False sharing is a slug in C++ multithreaded code preventing two threads from running as fast as they should. The idea of "false sharing" is that two threads can interfere with each other's memory caching. The sharing is "false" because it can occur with data that's not actually being intentionally shared between the threads, but is impeded simply because the memory addresses are too close together.

Why does it occur? The CPU's L1 and L2 caches don't just cache in single bytes, 16-bit words, or even 32-bit integers. Instead, they have caching in "chunks" in the hardware level, which are called "cache lines" (also "cache sectors" or "cache blocks" or "cache line sizes" or "bananas in pyjamas" if you prefer).

How big? Some examples of common sizes of these cache lines include:

  • Intel CPUs — 64 bytes.
  • Apple M2 — 128 bytes.
  • Some AMD and other CPUs — 256 bytes.

What this means is that, on an Intel CPU, the caches are updated 64 bytes at a time, because one "cache line" is read or written as the minimum size. This is good because:

  • Cache loads are 64 bytes in parallel (in hardware).
  • Cache writes (updates) store 64 bytes in parallel.

But this is bad because:

  • Invalidating one cache byte also invalidates all 64 cache line bytes.

This is where we have a slowdown from false sharing. If one thread sets any value in a 64-byte cache line, then all of the other 63 bytes are also invalidated in the cache. If a second thread needs to use any of those other 63 bytes, then it needs a cache line refresh. Slowness ensues.

Example of False Sharing

A common example would be two integers, each 4 bytes in size, but close together so that they sit inside the same 64-byte cache line. The most common problems arise with atomics or mutexes close together, but they can affect any global variable.

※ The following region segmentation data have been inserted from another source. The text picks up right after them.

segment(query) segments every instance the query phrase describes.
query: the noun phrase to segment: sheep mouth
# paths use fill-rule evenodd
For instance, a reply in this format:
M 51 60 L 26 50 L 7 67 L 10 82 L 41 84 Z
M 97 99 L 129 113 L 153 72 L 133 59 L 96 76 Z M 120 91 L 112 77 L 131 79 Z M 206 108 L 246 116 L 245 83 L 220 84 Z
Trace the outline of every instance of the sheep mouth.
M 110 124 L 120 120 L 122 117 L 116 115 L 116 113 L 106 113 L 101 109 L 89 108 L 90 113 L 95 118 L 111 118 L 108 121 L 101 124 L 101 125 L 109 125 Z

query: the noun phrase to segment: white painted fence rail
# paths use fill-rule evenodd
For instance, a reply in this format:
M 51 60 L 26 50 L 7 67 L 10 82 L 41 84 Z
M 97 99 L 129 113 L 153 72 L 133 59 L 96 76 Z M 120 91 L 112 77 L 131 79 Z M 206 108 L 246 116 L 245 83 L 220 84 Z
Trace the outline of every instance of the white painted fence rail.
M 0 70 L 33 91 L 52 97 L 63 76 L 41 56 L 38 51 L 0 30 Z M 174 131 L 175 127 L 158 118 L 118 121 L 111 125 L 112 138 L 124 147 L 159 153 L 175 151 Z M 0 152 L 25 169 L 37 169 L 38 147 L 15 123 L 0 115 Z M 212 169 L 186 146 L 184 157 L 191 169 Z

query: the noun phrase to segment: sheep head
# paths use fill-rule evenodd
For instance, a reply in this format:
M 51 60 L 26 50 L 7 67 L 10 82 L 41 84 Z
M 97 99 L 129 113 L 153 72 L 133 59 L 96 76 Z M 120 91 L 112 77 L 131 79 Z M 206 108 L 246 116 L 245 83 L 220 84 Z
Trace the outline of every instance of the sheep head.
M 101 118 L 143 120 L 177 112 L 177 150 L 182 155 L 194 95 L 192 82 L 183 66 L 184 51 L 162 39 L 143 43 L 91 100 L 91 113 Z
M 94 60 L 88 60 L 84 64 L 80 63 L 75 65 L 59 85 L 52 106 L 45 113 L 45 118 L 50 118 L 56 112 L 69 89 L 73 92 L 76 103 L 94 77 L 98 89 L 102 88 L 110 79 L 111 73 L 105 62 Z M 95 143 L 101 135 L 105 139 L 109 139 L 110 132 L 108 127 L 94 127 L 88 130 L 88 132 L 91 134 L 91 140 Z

Hence, first a simple example without any atomics, mutexes, or other thread synchronization. Let's just look at two threads that are updating their own global variable, with no overlap between the threads. In theory, these two threads should not affect each other at all. In reality, there are CPU cache lines.

Here are our two global counter variables:

   int g_counter1 = 0;
   int g_counter2 = 0;

In practice, false sharing is more likely to occur with two atomics declared close together. However, in this example we're just testing with two completely unrelated threads, with absolutely zero synchronization happening between them. They really shouldn't impact each other, if not for false sharing.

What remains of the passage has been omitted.